The film is scheduled to release on 7 April 2023. Earlier in January 2022, the film was announced to release on September 30, 2022 but due to production delays it was postponed to 7 April 2023. The film has received an A certificate due to its violent content.

=== Home media ===
The satellite and digital streaming rights of the film were sold to Zee Telugu and Amazon Prime Video respectively. The film was premiered on Amazon Prime Video on 28 April 2023.

== Reception ==
Ravanasura received mixed to negative reviews from critics who praised Ravi Teja's performances, film score and cinematography, but criticized its screenwriting and predictability.

=== Critical response ===
Neeshita Nyayapati of The Times of India rated the film 2 out of 5 stars and wrote "Ravanasura has moments where it feels like it could be much more than a lukewarm attempt at a thriller. But those moments are so few and far in between". Janani K of India Today rated the film 2 out of 5 stars and wrote "There are many logical loopholes in the film and termed the murders in the film as "senseless with no logic".
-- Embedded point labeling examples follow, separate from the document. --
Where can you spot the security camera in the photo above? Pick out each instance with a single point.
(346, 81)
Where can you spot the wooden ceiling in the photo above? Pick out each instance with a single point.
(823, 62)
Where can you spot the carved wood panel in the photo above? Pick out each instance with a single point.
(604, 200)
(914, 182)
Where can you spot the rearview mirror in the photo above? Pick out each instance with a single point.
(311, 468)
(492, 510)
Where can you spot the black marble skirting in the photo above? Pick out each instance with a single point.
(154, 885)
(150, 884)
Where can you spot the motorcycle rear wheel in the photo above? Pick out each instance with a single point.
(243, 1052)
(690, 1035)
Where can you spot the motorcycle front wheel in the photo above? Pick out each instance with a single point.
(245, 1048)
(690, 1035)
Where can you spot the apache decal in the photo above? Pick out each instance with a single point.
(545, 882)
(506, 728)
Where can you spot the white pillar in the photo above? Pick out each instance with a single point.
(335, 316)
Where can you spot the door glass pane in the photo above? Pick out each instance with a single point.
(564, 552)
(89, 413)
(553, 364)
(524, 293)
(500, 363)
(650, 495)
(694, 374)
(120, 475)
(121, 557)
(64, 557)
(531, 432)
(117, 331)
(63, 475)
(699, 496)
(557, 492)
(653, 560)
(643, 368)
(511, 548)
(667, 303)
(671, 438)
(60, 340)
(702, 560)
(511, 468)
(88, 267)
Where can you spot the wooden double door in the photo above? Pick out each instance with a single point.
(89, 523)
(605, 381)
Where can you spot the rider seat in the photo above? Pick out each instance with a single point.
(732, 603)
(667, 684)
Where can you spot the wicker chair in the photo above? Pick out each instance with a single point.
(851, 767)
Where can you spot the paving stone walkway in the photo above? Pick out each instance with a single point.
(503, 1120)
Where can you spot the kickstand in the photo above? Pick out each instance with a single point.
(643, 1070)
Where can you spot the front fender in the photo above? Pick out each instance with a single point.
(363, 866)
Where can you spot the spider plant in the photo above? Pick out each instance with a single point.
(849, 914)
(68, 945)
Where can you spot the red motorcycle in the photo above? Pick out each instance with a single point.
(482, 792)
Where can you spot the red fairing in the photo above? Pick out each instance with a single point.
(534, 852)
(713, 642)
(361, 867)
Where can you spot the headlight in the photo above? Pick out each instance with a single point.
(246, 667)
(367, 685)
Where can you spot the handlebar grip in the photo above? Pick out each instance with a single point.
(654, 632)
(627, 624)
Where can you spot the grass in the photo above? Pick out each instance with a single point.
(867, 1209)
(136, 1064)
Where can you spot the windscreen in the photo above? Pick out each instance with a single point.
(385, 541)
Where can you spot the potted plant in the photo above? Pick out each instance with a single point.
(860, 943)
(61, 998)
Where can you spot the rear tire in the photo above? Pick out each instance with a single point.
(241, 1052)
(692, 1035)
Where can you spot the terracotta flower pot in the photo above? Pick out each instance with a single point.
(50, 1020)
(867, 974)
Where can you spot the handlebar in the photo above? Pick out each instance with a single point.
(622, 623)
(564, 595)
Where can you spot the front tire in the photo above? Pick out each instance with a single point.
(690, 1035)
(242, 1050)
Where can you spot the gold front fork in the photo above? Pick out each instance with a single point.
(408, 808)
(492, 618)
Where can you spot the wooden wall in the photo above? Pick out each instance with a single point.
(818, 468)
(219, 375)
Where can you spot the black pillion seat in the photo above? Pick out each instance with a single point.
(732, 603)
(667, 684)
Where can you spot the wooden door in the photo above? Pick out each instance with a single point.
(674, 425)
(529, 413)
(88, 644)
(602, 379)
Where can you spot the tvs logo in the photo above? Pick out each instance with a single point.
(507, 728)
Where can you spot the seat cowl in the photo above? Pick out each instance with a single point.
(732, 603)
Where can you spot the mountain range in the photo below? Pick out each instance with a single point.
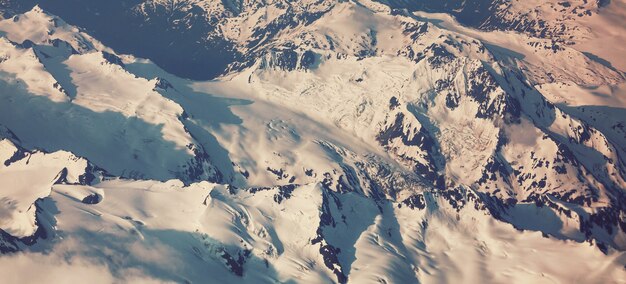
(313, 141)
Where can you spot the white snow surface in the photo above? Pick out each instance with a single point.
(322, 147)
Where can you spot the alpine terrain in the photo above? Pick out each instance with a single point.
(313, 141)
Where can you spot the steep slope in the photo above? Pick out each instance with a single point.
(352, 144)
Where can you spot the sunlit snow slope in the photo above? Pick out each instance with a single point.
(354, 142)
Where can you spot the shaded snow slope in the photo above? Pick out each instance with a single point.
(351, 143)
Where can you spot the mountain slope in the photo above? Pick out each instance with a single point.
(351, 143)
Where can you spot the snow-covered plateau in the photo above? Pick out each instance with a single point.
(322, 141)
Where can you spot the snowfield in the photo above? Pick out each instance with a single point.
(350, 142)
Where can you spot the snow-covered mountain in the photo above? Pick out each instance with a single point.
(344, 141)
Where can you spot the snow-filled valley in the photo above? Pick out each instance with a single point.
(345, 141)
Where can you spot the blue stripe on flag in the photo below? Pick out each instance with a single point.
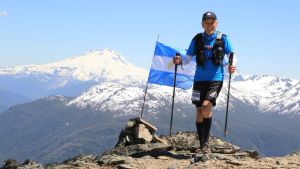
(167, 79)
(163, 50)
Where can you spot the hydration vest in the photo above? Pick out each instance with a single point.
(217, 50)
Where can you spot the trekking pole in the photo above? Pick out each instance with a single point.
(143, 106)
(170, 132)
(228, 95)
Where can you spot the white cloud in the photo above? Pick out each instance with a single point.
(3, 13)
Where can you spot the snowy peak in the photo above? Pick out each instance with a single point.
(93, 58)
(94, 65)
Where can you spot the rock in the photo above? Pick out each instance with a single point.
(130, 124)
(282, 162)
(159, 140)
(297, 152)
(130, 139)
(137, 148)
(149, 126)
(10, 164)
(235, 162)
(112, 160)
(126, 166)
(141, 132)
(28, 164)
(252, 153)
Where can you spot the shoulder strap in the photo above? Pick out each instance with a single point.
(199, 45)
(219, 42)
(219, 35)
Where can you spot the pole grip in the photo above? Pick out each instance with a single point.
(231, 58)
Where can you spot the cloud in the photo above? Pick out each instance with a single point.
(3, 13)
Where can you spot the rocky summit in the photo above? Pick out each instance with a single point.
(139, 147)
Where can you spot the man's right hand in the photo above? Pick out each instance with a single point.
(177, 60)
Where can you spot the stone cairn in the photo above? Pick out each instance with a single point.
(138, 131)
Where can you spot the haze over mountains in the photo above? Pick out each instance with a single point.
(78, 105)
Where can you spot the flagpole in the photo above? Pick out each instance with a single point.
(146, 89)
(173, 97)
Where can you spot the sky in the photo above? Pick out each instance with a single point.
(264, 34)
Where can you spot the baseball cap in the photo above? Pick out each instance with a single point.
(209, 15)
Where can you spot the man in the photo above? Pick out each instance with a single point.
(209, 48)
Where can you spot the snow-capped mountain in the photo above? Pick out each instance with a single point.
(94, 65)
(70, 76)
(106, 90)
(269, 94)
(105, 80)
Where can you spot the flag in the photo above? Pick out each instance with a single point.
(162, 68)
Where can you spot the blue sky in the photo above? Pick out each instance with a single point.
(263, 33)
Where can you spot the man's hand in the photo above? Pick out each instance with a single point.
(177, 60)
(231, 69)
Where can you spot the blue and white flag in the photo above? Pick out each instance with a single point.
(163, 69)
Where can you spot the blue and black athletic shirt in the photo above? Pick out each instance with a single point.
(210, 72)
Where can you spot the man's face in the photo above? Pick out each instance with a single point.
(209, 25)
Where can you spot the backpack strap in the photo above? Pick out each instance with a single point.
(199, 49)
(218, 49)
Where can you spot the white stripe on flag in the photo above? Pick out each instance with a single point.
(166, 64)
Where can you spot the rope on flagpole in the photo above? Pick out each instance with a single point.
(146, 89)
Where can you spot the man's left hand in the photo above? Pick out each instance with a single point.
(231, 69)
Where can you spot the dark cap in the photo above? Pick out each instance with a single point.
(208, 15)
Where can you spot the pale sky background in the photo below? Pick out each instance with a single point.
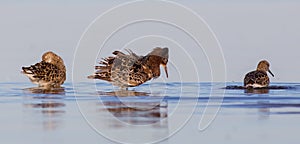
(248, 31)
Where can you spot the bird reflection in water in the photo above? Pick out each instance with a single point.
(49, 103)
(262, 105)
(257, 91)
(132, 107)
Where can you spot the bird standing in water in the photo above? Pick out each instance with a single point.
(49, 73)
(258, 78)
(130, 70)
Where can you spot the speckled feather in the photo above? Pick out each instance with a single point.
(259, 77)
(50, 72)
(131, 70)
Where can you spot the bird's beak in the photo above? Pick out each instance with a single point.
(271, 73)
(166, 70)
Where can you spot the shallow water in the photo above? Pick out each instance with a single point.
(153, 112)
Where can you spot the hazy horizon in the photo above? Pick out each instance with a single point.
(247, 32)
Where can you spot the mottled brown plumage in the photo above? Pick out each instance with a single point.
(258, 78)
(129, 70)
(49, 73)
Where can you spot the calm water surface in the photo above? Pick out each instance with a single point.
(155, 112)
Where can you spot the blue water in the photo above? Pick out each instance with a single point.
(153, 112)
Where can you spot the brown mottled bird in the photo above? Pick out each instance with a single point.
(129, 70)
(49, 73)
(258, 78)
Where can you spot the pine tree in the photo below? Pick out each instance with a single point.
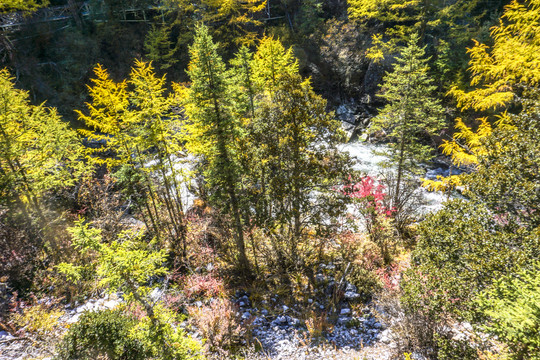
(134, 121)
(296, 141)
(38, 151)
(39, 155)
(213, 131)
(412, 114)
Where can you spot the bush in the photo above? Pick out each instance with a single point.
(513, 306)
(459, 253)
(38, 320)
(219, 324)
(104, 333)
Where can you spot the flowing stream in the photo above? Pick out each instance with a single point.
(369, 163)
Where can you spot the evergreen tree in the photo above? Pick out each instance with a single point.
(412, 114)
(213, 132)
(299, 163)
(38, 151)
(134, 121)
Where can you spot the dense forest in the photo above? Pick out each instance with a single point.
(270, 179)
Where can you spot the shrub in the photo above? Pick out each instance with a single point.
(104, 333)
(203, 286)
(513, 306)
(219, 323)
(38, 320)
(459, 253)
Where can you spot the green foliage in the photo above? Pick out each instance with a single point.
(159, 48)
(162, 340)
(453, 349)
(38, 151)
(513, 307)
(135, 127)
(127, 265)
(8, 6)
(233, 22)
(506, 176)
(412, 114)
(212, 130)
(103, 333)
(457, 256)
(431, 19)
(123, 265)
(511, 63)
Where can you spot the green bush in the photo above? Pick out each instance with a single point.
(461, 250)
(450, 349)
(513, 306)
(98, 334)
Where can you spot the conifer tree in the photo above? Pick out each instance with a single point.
(39, 155)
(213, 132)
(133, 120)
(412, 114)
(296, 139)
(38, 152)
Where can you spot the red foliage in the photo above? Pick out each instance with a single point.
(370, 193)
(205, 286)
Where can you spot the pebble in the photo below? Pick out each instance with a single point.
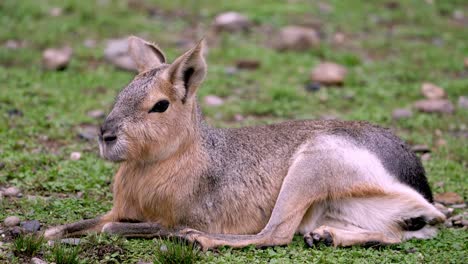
(434, 106)
(116, 53)
(231, 22)
(31, 226)
(448, 198)
(75, 155)
(432, 91)
(37, 261)
(247, 64)
(297, 38)
(12, 192)
(11, 221)
(56, 59)
(328, 73)
(402, 113)
(463, 102)
(213, 100)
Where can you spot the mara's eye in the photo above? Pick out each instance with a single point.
(159, 107)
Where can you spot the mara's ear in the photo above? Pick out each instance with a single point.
(188, 71)
(145, 55)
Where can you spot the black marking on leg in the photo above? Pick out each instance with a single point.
(413, 224)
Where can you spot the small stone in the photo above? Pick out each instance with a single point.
(75, 155)
(71, 241)
(89, 43)
(458, 15)
(213, 100)
(297, 38)
(57, 59)
(434, 106)
(55, 11)
(238, 117)
(432, 91)
(116, 52)
(463, 102)
(37, 261)
(248, 64)
(448, 198)
(329, 73)
(420, 148)
(11, 221)
(339, 38)
(230, 70)
(446, 211)
(12, 191)
(31, 226)
(426, 156)
(14, 112)
(402, 113)
(231, 22)
(312, 87)
(97, 113)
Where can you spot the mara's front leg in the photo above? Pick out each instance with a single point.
(79, 228)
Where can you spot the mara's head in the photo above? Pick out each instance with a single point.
(155, 115)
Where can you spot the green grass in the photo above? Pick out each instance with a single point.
(388, 52)
(27, 245)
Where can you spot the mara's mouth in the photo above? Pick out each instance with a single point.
(113, 151)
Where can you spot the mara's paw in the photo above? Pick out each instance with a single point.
(55, 232)
(320, 235)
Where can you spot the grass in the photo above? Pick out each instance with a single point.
(174, 252)
(27, 245)
(389, 53)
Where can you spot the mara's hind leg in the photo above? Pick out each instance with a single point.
(298, 191)
(384, 219)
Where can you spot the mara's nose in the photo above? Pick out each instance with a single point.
(107, 135)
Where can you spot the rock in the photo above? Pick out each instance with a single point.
(14, 112)
(420, 148)
(402, 113)
(56, 59)
(448, 198)
(231, 22)
(446, 211)
(75, 155)
(426, 156)
(247, 64)
(37, 261)
(12, 192)
(89, 43)
(329, 73)
(213, 100)
(312, 87)
(463, 102)
(97, 113)
(11, 221)
(432, 91)
(116, 52)
(296, 38)
(55, 11)
(434, 106)
(71, 241)
(31, 226)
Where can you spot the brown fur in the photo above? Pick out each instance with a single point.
(253, 185)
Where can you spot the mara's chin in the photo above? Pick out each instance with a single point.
(109, 153)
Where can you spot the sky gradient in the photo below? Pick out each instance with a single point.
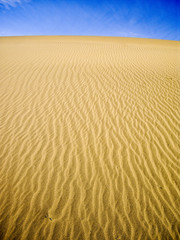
(126, 18)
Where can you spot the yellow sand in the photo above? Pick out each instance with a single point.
(89, 138)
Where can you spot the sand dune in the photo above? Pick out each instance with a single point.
(89, 138)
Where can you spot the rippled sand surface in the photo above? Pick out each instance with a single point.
(89, 138)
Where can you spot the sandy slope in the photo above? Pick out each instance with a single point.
(89, 144)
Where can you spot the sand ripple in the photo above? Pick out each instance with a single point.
(89, 138)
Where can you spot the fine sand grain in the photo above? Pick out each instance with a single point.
(89, 138)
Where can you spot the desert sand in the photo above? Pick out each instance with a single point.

Raghu Bandi of The Indian Express rated the film 2 out of 5 stars and wrote "Director Sudhir Varma fails to sustain the narrative as action takes over intrigue and suspense." Sakshi Post rated the film 2 out of 5 stars and wrote "Ravanasura had a lot of scope for story development. The half-baked story comes with poor execution. Don't go with expectations. Watch it only if you are a fan of Ravi Teja."